Filtering on a large number (hundreds) of conditions

Question

I have a largish dataframe (5.5M rows, four columns). The first column (let's call it column A) has 235 distinct entries. The second column (B) has 100 distinct entries, integers from 0 to 99, all present in various proportions for each entry in A. I groupby on A an aggregate by randomly selecting a value from B. Something like

df.groupby("A").agg(
    pl.col("B").unique().apply(np.random.choice)
)

In doing so, every value in A is attributed a random integer. My goal is to select, from the dataframe, the columns C et D corresponding to the pairs A, B so generated.

My approach so far is

choice = df.groupby("A").agg(
    pl.col("B").unique().apply(np.random.choice)
).to_numpy()
lchoice = ((df["A"] == arr[0]) & (df["B"] == arr[1]) for arr in choice)
mask = functools.reduce(operator.or_, lchoice)
sdf = df[mask].select(["C", "D"])

It does the job, but does not feel very idiomatic.

My first attempt was

sdf = df.filter(functools
                .reduce(operator.or_,
                        [(pl.col("A") == arr[0]) & (pl.col("B") == arr[1])
                         for arr in choice]))

but it hangs until I kill it (I waited for ~30 minutes, while the other approach takes 1.6 seconds).

df.filter(
    (pl.col("period") == choice[0, 0]) & (pl.col("exp_id") == choice[0, 1])
)

works fine, as expected, and I have used the functools.reduce construct successfully as argument to filter in the past.

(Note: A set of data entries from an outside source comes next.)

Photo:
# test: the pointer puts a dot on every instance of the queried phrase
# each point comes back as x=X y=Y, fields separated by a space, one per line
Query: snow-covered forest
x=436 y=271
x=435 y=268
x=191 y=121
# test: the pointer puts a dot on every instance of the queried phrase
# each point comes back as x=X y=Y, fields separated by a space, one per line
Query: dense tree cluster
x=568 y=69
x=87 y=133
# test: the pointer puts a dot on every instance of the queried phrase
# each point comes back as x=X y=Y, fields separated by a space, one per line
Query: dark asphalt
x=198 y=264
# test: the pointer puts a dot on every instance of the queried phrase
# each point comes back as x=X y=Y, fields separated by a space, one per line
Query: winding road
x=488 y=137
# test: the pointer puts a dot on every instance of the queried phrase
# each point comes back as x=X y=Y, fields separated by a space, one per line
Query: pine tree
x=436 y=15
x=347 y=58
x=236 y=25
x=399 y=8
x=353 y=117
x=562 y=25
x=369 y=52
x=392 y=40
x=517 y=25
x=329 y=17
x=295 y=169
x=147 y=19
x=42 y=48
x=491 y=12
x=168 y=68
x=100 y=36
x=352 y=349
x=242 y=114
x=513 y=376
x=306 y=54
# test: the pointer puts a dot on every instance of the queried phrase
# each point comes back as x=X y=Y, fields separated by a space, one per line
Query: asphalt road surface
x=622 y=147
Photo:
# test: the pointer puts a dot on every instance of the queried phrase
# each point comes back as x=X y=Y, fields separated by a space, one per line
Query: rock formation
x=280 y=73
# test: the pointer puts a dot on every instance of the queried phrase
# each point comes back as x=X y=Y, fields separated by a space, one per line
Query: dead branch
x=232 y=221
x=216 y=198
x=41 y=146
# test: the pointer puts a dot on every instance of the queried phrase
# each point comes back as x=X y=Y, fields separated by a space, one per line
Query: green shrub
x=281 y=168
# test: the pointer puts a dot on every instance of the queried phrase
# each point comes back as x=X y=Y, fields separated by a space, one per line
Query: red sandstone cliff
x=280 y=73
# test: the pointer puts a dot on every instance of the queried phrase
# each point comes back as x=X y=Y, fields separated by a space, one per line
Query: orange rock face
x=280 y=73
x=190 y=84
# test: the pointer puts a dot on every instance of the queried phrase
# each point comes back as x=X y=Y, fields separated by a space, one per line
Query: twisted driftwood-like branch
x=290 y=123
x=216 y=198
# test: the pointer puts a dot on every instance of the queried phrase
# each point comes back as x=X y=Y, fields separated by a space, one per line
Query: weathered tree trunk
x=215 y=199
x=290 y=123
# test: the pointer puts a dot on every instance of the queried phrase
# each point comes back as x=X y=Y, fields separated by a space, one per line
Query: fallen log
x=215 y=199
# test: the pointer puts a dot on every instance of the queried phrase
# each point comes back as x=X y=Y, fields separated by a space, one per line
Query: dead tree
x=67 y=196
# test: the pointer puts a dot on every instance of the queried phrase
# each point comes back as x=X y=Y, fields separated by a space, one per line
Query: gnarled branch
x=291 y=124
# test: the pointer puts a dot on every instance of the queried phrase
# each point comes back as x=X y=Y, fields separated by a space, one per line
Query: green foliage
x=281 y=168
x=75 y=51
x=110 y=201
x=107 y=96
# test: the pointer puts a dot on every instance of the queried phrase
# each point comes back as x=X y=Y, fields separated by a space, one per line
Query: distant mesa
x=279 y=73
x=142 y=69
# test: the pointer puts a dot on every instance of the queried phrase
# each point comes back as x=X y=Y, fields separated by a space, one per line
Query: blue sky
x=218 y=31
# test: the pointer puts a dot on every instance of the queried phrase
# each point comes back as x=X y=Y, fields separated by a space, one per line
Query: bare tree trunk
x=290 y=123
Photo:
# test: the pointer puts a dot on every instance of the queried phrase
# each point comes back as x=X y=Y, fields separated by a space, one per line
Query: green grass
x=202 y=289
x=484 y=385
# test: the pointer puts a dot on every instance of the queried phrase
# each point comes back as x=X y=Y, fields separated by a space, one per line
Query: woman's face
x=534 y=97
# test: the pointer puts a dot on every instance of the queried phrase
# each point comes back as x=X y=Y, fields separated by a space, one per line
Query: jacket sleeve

Obviously, I do not want to write them all by hand; I could loop over the rows of choice, filter df one at a time and then concatenate the dataframes, but it sounds much more expensive than it should be.

Any tip on getting to my sdf "the polars way", without having to create temporary objects, arrays, etc.? As I said, I have a working solution, but it is kind of shaky, and I am interested in learning better polars.

EDIT: some mock data

df = pl.DataFrame({"A": [1.3, 8.9, 6.7]*3 + [3.6, 4.1]*2,
                   "B": [1]*3 + [2]*3 + [3]*3 + [1]*2 + [2]*2,
                   "C": [21.5, 24.3, 21.8, 20.8, 23.6, 15.6, 23.5,
                         16.1, 15.6, 14.8, 14.7, 23.8, 20.],                   
                   "D": [6.9, 7.6, 6.4, 6.2, 7.6, 6.2,
                         6.3, 7.1, 7.8,7.7, 6.5, 6.6, 7.1]})

Slight twist on the accepted answer:

df.sort(by=['A', 'B'], in_place=True)
sdf = (df
       .join(df
             .groupby('A', maintain_order=True)
             .agg(pl.col('B')
                  .unique()
                  .sort()
                  .shuffle(seed)
                  .first()
                  .alias('B')),   
             on=['A', 'B'])
       .select(['C','D']))

I need to perform this operation multiple time, and I'd like to ensure reproducibility of the random generation, hence the sorts and maintain_order=True.

Could you add some data to your question? – ritchie46 Mar 24 '22 at 10:11 — ritchie46, Mar 24 '22 at 10:11

score 1 · Accepted Answer · 2022-03-25T18:01:31.440

It looks like you can accomplish what you need with a join.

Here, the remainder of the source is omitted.